For simplifying, we consider \(\mathrm {AsymCodeGen}\) is a secure 2-party protocol as [29]. That is, the provider obtains no more than the tracing key tk and the receiver obtains no more than the word \(\bar{w}^{(u)}\).

In addition to the tracing capability, an asymmetric fingerprinting code supports two additional features, non-repudiation and non-framing.

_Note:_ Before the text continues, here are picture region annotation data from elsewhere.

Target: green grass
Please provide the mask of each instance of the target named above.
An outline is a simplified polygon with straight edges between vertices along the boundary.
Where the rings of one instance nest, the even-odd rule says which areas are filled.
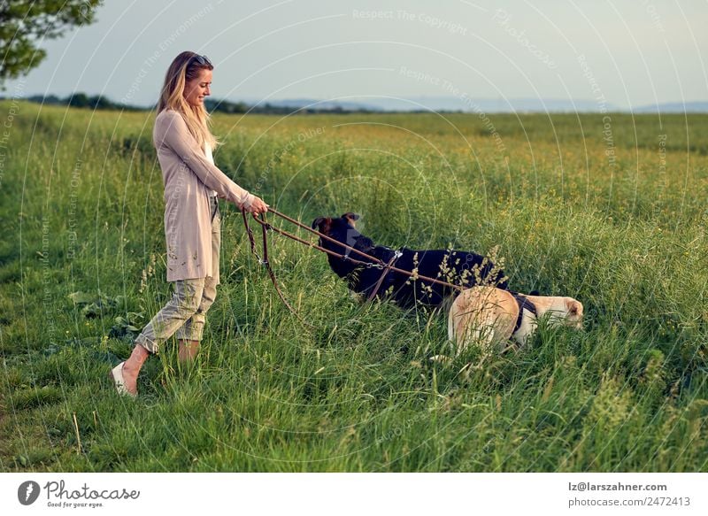
[[[134,402],[107,372],[171,294],[153,117],[17,111],[0,470],[706,471],[704,116],[612,114],[614,162],[602,115],[490,115],[496,140],[476,115],[216,117],[217,164],[279,211],[353,211],[391,246],[498,245],[512,288],[580,299],[585,329],[541,327],[465,381],[427,360],[450,350],[444,314],[359,304],[273,235],[304,327],[222,204],[198,361],[167,343]]]

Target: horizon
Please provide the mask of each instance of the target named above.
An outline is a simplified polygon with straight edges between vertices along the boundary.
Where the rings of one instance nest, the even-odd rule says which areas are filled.
[[[93,25],[42,42],[46,60],[0,93],[86,92],[149,105],[173,56],[189,48],[215,65],[212,98],[230,102],[530,99],[631,112],[708,101],[705,14],[705,4],[628,0],[357,9],[343,0],[108,0]]]

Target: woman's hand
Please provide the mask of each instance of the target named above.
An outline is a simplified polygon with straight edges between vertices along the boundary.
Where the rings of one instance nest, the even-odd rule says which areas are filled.
[[[264,203],[263,199],[260,197],[254,196],[253,201],[250,203],[250,205],[246,208],[246,211],[250,213],[253,213],[254,215],[266,213],[268,212],[268,204]]]

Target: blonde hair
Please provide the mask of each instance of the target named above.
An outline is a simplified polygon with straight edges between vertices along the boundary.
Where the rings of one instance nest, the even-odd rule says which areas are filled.
[[[194,59],[197,55],[195,52],[185,51],[174,58],[165,76],[165,84],[162,86],[160,99],[158,102],[158,114],[165,109],[176,111],[182,115],[187,127],[199,146],[204,147],[204,142],[207,142],[213,150],[219,142],[210,129],[212,120],[209,112],[204,105],[193,106],[184,99],[187,81],[199,77],[202,70],[214,69],[209,61],[200,63],[197,59]]]

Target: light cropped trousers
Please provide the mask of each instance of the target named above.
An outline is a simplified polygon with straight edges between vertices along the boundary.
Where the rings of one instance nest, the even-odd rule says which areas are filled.
[[[212,210],[212,259],[219,267],[221,245],[221,219],[216,196],[210,196]],[[150,353],[158,353],[162,343],[175,335],[178,339],[201,341],[206,312],[216,298],[216,280],[212,276],[174,281],[174,293],[135,338]]]

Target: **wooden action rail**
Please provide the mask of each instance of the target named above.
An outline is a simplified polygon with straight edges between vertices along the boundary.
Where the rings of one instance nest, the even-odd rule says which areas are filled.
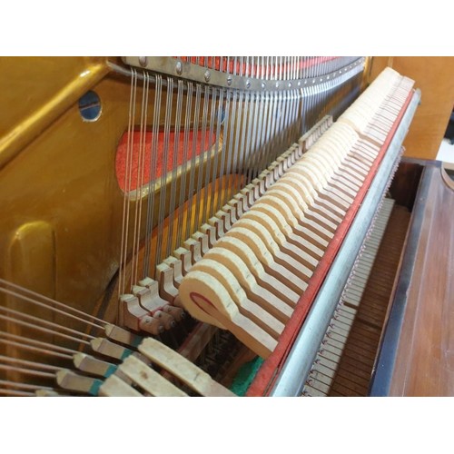
[[[192,264],[177,300],[194,318],[230,330],[263,358],[273,351],[411,87],[383,72]],[[271,280],[282,285],[261,285]]]
[[[216,216],[210,218],[199,232],[184,242],[184,248],[178,248],[173,256],[157,265],[157,281],[145,278],[133,286],[133,293],[122,295],[119,324],[135,331],[157,335],[180,321],[184,312],[178,298],[178,288],[183,276],[331,124],[331,115],[323,117],[299,143],[294,143],[262,172],[253,184],[246,186],[228,202]]]

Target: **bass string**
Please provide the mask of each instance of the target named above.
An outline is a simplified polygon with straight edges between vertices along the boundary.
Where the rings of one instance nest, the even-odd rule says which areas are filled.
[[[134,210],[134,234],[133,240],[133,253],[132,262],[132,283],[135,284],[138,281],[139,273],[139,251],[142,232],[142,206],[143,206],[143,191],[145,175],[145,144],[147,132],[147,117],[148,117],[148,97],[150,78],[146,73],[143,73],[143,84],[142,90],[142,107],[139,133],[139,151],[137,157],[137,172],[136,172],[136,189],[135,189],[135,210]]]
[[[151,256],[152,256],[152,242],[153,242],[153,231],[155,212],[155,199],[156,199],[156,167],[158,159],[158,143],[159,143],[159,127],[161,118],[161,99],[163,94],[163,77],[156,74],[154,85],[154,104],[153,114],[153,126],[152,126],[152,143],[150,151],[150,181],[148,183],[148,203],[146,214],[146,229],[145,229],[145,250],[144,250],[144,266],[143,277],[146,276],[154,277],[154,269],[151,270]]]
[[[171,196],[170,196],[170,208],[169,208],[169,231],[168,231],[168,240],[167,246],[165,250],[165,257],[171,254],[171,252],[175,249],[177,242],[177,238],[174,237],[174,219],[175,219],[175,210],[176,207],[176,192],[177,192],[177,171],[178,171],[178,157],[180,153],[180,132],[182,125],[182,114],[183,114],[183,83],[182,80],[178,80],[177,88],[177,101],[176,101],[176,112],[175,112],[175,124],[173,128],[173,153],[172,155],[172,183],[171,183]],[[180,186],[180,192],[183,188]],[[178,222],[178,220],[177,220]],[[176,232],[175,232],[176,233]]]
[[[129,215],[131,204],[131,182],[133,171],[133,124],[135,118],[135,98],[137,93],[137,72],[131,71],[131,92],[128,114],[128,135],[126,146],[126,163],[124,172],[124,194],[123,204],[122,240],[120,252],[120,270],[118,296],[125,292],[126,288],[126,261],[129,242]]]

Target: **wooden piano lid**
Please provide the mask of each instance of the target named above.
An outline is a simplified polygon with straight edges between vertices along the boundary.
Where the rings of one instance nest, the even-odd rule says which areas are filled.
[[[454,395],[453,212],[453,182],[426,163],[372,396]]]

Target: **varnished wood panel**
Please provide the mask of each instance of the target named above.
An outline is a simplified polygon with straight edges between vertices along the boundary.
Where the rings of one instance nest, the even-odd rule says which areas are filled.
[[[370,81],[386,66],[413,79],[421,104],[404,142],[405,156],[436,159],[454,106],[454,57],[373,57]]]
[[[454,395],[454,190],[435,169],[390,395]]]

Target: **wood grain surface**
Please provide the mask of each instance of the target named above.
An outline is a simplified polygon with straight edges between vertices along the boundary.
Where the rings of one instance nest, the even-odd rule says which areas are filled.
[[[390,395],[454,395],[454,190],[432,173]]]
[[[405,156],[436,159],[454,107],[454,57],[373,57],[370,80],[386,66],[413,79],[421,91],[421,104],[404,142]]]

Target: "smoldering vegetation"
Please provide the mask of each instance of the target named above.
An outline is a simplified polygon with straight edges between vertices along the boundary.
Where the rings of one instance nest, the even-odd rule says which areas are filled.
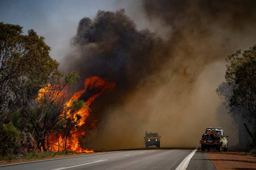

We recall the security properties of asymmetric fingerprinting codes as follows [29]:

• Traceability: For any adversary \(\mathcal {A}\), any \(n>0\) and any subset \(C\subset \{1, \cdots , n\}\), the following holds

  $$\Pr \left[ \begin{aligned} \{(\bar{w}^{(i)},tk) \leftarrow \mathrm {AsymCodeGen}(n,\lambda ,s_i)\}_{ i=1,\cdots ,n};\\ \bar{w}^*\in F(\{\bar{w}^{(i)}\}_{i\in C})\leftarrow \mathcal {A}(n,\lambda ,\{s_i,\bar{w}^{(i)}\}_{i\in C}):\\ (u,\varOmega )\leftarrow \mathrm {AsymIdentify}(tk,\bar{w}^*):\\ u=\bot \text { or } u\notin C \end{aligned} \right] < \mathsf {negl}(\lambda )$$

• Non-repudiation: It further holds that

  $$\Pr \left[ 0\leftarrow \mathrm {ArbiterPredicate}(tk,u,\varOmega ,s_u) \right] < \mathsf {negl}(\lambda )$$

• Non-framing: For any adversary \(\mathcal {A}\), any \(n>0\) and any \(u'\in [n]\), the following holds

  $$\Pr \left[ \begin{aligned} \{(\bar{w}^{(i)},tk) \leftarrow \mathrm {AsymCodeGen}(n,\lambda ,s_i)\}_{ i=1,\cdots ,n};\\ \varOmega '\leftarrow \mathcal {A}(n,\lambda ,tk,\{s_i\}_{i\in [n] \backslash \{u'\}}):\\ 1\leftarrow \mathrm {ArbiterPredicate}(tk,u',\varOmega ',s_{u'}) \end{aligned} \right] < \mathsf {negl}(\lambda )$$

Remark 2

Pehlivanoglu [29] introduced an asymmetric binary fingerprinting code based on Boneh-Shaw code and proved it satisfying the above properties. Despite that the above definition seems slightly different from [29] in expression, the functionality and security remain unchanged.